Sana yamyam dedim; aklıma MONTAİGNE nin “Yamyamlar üstüne” adlı denemesi geldi.

Monteigne denemesinde anlatıyor:

Kral Charles çağında Fransa’nın Raven kentine gelen üç yamyam kralın önüne çıkarılır :”Kral uzun uzun konuştu onlarla. Yaşayışımız, zenginliğimiz, güzel şehir örneğimiz gösterildi. Sonra bizimkilerden biri ne düşündüklerini, en çok neyi beğendiklerini sordu. Yamyamlar üç şey söylediler; üçüncüsünü ne yazık ki unutmuşum. En başta şaştıkları şey sakallı, güçlü kuvvetli, silahlı bir sürü adamın çocuk yaştaki bir krala bekçilik, uşaklık ettikleri, niçin bunlardan birinin kral seçilmediği olmuş. İkincisi kendi dillerinde bir tek bedenin, eli, kolu, parçaları, birbirinin yarısı olarak anlatılan insanlardan kimilerinin neden bolluk, rahatlık, içinde keyif sürüp de birçoklarının dilenciler gibi kapılarda açlık ve perişanlık içinde yaşadıkları olmuş.”

Sana dalkavuk dedim.

Aklıma dalkavukluğun Osmanlı İmparatorluğunda Tanzimat tan önceki devirde bir meslek olarak icra edildiği geldi

”Dalkavuklar, kâhyaları, nizamnameleri ve narhları olan bir “esnaf zümresi” dir. Dalkavuklar huzura girdiklerinde, etek öperler. Oturacakları yer tırabzan yanındaki küçük minderdir.

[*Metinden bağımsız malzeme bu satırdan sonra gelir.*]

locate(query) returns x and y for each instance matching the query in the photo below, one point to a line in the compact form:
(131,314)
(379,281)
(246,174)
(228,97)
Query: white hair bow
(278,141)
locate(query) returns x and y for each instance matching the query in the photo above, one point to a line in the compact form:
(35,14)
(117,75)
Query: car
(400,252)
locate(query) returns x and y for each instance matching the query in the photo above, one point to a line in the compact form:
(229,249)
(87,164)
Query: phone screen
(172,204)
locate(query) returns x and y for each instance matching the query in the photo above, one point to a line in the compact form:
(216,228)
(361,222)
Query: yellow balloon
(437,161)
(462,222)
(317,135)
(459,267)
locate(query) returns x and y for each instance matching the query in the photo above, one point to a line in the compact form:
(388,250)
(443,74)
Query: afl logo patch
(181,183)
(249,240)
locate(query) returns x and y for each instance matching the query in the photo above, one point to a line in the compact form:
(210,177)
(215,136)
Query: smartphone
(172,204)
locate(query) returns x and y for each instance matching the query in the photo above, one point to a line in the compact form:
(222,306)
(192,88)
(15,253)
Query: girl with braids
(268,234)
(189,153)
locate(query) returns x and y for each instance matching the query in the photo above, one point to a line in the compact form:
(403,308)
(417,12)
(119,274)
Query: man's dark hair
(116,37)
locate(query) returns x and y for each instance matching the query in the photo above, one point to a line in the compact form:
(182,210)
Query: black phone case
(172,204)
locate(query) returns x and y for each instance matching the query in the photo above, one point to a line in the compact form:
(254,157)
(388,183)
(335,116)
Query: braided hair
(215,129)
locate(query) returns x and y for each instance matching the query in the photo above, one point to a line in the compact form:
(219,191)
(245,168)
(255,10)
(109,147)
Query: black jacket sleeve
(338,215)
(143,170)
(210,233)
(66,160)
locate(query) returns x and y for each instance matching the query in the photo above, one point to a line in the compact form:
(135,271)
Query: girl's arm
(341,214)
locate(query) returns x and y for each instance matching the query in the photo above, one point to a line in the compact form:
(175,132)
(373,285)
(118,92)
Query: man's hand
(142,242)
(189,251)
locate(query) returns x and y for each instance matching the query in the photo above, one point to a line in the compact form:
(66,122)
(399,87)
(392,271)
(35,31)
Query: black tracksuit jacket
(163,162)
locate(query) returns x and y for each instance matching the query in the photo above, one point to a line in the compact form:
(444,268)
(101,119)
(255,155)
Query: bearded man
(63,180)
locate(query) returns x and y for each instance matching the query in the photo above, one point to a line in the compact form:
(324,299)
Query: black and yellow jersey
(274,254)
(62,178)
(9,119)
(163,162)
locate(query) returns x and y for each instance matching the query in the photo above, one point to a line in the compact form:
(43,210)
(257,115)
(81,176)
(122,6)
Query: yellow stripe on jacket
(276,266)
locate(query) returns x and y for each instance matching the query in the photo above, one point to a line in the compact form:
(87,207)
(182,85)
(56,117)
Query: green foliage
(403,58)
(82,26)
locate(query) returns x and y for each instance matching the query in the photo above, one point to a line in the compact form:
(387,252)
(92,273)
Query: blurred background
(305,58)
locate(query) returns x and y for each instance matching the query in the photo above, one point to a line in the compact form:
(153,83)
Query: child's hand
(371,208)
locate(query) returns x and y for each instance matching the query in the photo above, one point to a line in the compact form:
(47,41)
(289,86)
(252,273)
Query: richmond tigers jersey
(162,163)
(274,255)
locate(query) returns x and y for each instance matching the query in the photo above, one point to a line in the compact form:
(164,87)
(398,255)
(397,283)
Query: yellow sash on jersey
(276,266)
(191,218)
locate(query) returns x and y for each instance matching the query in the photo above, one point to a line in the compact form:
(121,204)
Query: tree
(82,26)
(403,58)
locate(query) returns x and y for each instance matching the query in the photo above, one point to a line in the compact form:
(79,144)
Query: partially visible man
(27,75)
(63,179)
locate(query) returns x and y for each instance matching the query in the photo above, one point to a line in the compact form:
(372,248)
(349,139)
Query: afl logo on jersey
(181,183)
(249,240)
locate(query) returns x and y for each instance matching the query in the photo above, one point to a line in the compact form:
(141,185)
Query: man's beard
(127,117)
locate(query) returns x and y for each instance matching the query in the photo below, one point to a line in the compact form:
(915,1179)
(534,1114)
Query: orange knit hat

Görevleri ev sahibinin karakterine uygun biçimde konuşmak, meclise neşe vermek, keder verici sözlerden ve küfürlerden özenle sakınmaktır. Dalkavuklar ev sahibi ne söylerse tasdik edecekler aykırı söz kullanmayacaklar.

Dalkavukluğun değeri nedir:

Dalkavuğun burnuna fiske vurma, başına kabak vurma, yüzüne tokat atma, merdivenden aşağı yuvarlama, kuyruğu dışarıda kalmak üzere bir fındık sıçanını ağzının içine kapatma, bir salkım üzümü sapı ile beraber yedirme gibi hareketler karşılığında belirlenen ayrı ayrı bedel para olarak ödenirdi.”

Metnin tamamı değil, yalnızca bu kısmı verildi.